Scheer: I understand where you’re coming from, and maybe centrist is the wrong term, but when you get a left-wing Democrat who wants healthcare for all and the government should pay for it, and then you get someone on the right who’s saying, no, we can’t pay for it because we’re going to creep up that national debt, you guys aren’t, you don’t pick those kind of sides. You’re trying to find a middle ground between behavioralists and structuralists.
Kornacki: Absolutely. Healthcare’s a great example because the debate has sort of stalled in Washington. Clinton brought it—well, hell, Harry Truman in his first address after WWII to the Congress asking them to pass a universal healthcare bill. That was, quick math here, 62 years ago. But, Clinton sort of brought it to the fore in the early ‘90s.

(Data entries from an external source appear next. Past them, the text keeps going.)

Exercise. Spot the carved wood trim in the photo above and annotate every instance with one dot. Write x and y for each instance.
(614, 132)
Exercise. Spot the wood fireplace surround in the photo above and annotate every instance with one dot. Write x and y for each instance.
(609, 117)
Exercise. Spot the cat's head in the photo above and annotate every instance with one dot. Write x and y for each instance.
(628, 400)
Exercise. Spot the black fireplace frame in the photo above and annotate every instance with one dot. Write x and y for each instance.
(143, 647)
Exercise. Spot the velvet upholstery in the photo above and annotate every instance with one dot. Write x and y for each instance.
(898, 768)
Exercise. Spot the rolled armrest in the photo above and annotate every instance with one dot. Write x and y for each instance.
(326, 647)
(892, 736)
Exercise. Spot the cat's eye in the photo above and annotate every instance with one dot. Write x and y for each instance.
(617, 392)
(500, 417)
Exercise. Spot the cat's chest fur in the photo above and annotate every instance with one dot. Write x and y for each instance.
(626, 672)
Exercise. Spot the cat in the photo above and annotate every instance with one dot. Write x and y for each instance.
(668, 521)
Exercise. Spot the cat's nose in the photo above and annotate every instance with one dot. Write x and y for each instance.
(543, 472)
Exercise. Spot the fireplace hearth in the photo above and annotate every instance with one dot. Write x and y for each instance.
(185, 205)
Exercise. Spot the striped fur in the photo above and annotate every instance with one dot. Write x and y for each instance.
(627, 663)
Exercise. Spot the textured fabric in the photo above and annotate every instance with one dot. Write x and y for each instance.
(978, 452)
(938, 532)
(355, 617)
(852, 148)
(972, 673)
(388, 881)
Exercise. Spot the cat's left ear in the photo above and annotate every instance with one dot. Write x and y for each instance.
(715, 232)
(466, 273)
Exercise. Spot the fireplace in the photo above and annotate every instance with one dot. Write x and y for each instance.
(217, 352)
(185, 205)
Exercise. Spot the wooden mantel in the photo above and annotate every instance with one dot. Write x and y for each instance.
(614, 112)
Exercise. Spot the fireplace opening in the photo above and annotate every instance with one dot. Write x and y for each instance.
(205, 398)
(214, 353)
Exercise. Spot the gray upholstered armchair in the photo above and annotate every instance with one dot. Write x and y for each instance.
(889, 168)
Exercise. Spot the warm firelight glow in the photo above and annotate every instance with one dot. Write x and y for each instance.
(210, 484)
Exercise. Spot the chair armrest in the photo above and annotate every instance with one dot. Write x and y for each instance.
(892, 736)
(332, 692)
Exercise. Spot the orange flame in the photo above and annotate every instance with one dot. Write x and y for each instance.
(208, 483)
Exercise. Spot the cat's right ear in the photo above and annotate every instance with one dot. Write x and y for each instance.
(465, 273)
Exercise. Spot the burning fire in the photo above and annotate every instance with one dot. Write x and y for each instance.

The Republicans killed it, and we haven’t really had a serious healthcare discussion in Washington, D.C., since then, but you know what’s happened, if you look around the country, a lot of state legislatures, which are far less polarized on partisan grounds and ideological grounds, have sort of taken the initiative and you’ve found interesting alliances, interesting coalitions being built between the parties, between the contrasting ideologies. Massachusetts is a pretty good example of this. You’re probably seeing some of the stories now, a year ago, they passed what is pretty close to a universal healthcare bill in that state. You had a Republican governor, Mitt Romney, signing it. And you had a legislature that’s 87 percent Democratic. Perhaps the most Democratic legislature in the country, that sort of crafted the legislation and passed it. There’s some disputes around the margins there, and some of the Democrats felt Romney vetoed a few things in there because of his presidential ambitions and trying to play to the right and all that. But, Massachusetts is just one example. A lot of states are taking the initiative on this now, and we’re saying, my God, if the state legislatures are capable of coming together and actually keeping their eye on the ball and, that is, getting healthcare to people who need it, why can’t the Congress? What’s the excuse of the Congress?